Each step can define its own retry policy. If omitted, steps use these defaults:
FieldDefaultDescription
initialInterval"1s"Delay before the first retry
backoffCoefficient2Multiplier applied to each subsequent retry delay
maximumInterval"100s"Upper bound for retry delay
maximumAttempts10Total attempts including the initial one (0 = unlimited)
With these defaults, retry delays look like this:
AttemptDelay
1Immediate
2~1s
3~2s
4~4s
5~8s
Override the defaults per step:
await step.run(
  {
    name: "call-api",
    retryPolicy: {
      initialInterval: "500ms",
      backoffCoefficient: 2,
      maximumInterval: "30s",
      maximumAttempts: 5,
    },
  },
  async () => {
    // step logic
  },
);
Retries also stop early if the workflow has a deadlineAt and the next retry would exceed it.

Workflow Retries

Errors thrown outside of step.run(...) are workflow-level failures. Workflow-level failures are not retried by default — the workflow is marked as failed. To enable workflow-level retries, set a retryPolicy on the workflow spec:
import { defineWorkflow } from "openworkflow";

defineWorkflow(
  {
    name: "charge-customer",
    retryPolicy: {
      initialInterval: "500ms",
      backoffCoefficient: 2,
      maximumInterval: "30s",
      maximumAttempts: 5,
    },
  },
  async ({ step }) => {
    // workflow implementation
  },
);
Step retries and workflow retries are independent. Step failures use the step’s own retry policy. The workflow retry policy only applies to errors thrown outside steps.

Missing Workflow Definitions

If a worker claims a run but doesn’t have the matching workflow registered, it reschedules the run with exponential backoff (starting at 5s, capped at 5min). This keeps the run alive during rolling deploys or multi-worker setups where the right worker hasn’t started yet. Once a worker with the correct definition comes online, it claims the run and executes normally.

What Triggers a Retry

Retries happen when:
  • A step function throws an error or returns a rejected promise
  • A worker crashes during step execution (the step is re-executed on recovery)
Retries do not happen for:
  • Completed steps (cached results are returned)
  • Explicitly canceled workflows
  • Workflow-level errors (unless a workflow retryPolicy is configured)

Error Handling

You can catch step errors inside a workflow to run fallback logic:
defineWorkflow({ name: "with-error-handling" }, async ({ input, step }) => {
  try {
    await step.run({ name: "risky-operation" }, async () => {
      await externalApi.call();
    });
  } catch (error) {
    await step.run({ name: "fallback" }, async () => {
      await fallbackApi.call();
    });
  }
});
When you catch an error the workflow continues normally.

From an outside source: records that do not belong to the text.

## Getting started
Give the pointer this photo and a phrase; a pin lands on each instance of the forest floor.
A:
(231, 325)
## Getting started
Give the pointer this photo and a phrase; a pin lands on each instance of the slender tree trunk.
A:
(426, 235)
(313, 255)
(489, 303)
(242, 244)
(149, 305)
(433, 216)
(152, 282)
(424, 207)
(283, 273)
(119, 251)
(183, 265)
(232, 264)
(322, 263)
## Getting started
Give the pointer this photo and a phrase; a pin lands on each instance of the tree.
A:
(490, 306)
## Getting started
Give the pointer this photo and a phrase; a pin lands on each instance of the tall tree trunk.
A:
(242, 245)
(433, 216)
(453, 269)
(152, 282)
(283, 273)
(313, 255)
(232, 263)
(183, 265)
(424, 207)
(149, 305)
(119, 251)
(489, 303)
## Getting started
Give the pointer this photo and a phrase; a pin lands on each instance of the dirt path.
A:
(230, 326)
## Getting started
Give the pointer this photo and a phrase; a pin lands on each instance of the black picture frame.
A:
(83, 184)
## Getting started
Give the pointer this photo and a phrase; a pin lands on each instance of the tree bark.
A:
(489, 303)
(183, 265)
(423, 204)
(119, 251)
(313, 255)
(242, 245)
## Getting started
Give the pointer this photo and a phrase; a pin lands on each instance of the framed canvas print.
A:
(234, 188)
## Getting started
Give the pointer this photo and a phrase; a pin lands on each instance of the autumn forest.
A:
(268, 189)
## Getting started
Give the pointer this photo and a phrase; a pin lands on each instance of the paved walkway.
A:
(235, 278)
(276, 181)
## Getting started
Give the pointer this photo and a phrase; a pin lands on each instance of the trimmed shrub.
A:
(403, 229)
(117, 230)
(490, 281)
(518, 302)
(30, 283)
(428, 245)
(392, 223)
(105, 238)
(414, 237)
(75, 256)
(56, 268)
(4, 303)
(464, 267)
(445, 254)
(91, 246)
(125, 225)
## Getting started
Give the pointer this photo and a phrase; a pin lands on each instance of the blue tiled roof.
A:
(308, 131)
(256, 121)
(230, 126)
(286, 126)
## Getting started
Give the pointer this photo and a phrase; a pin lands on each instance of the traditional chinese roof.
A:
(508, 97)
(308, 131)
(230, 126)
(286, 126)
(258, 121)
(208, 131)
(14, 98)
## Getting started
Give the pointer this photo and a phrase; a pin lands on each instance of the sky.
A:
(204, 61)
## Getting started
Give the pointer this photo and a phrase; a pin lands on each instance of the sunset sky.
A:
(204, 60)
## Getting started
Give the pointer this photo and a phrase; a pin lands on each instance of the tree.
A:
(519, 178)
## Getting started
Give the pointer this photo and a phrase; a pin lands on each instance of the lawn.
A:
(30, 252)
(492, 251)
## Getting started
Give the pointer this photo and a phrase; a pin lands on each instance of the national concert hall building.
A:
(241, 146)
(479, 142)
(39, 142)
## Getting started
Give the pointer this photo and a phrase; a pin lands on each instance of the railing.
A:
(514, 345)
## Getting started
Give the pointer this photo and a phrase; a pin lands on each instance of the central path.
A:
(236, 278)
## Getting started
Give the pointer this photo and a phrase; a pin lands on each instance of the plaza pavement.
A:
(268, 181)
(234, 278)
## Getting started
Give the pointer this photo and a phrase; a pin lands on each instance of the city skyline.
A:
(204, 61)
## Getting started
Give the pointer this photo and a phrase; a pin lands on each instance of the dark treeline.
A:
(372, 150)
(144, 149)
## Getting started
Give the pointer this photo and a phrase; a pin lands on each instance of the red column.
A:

The step is still recorded as failed, but no retry is triggered.

Terminal Failures

A workflow is permanently marked failed when step retries are exhausted (maximumAttempts reached), deadlineAt expires, or the run exceeds the step attempt cap. Once terminal, no more automatic retries occur. You can inspect and manually retry failed workflows from the dashboard.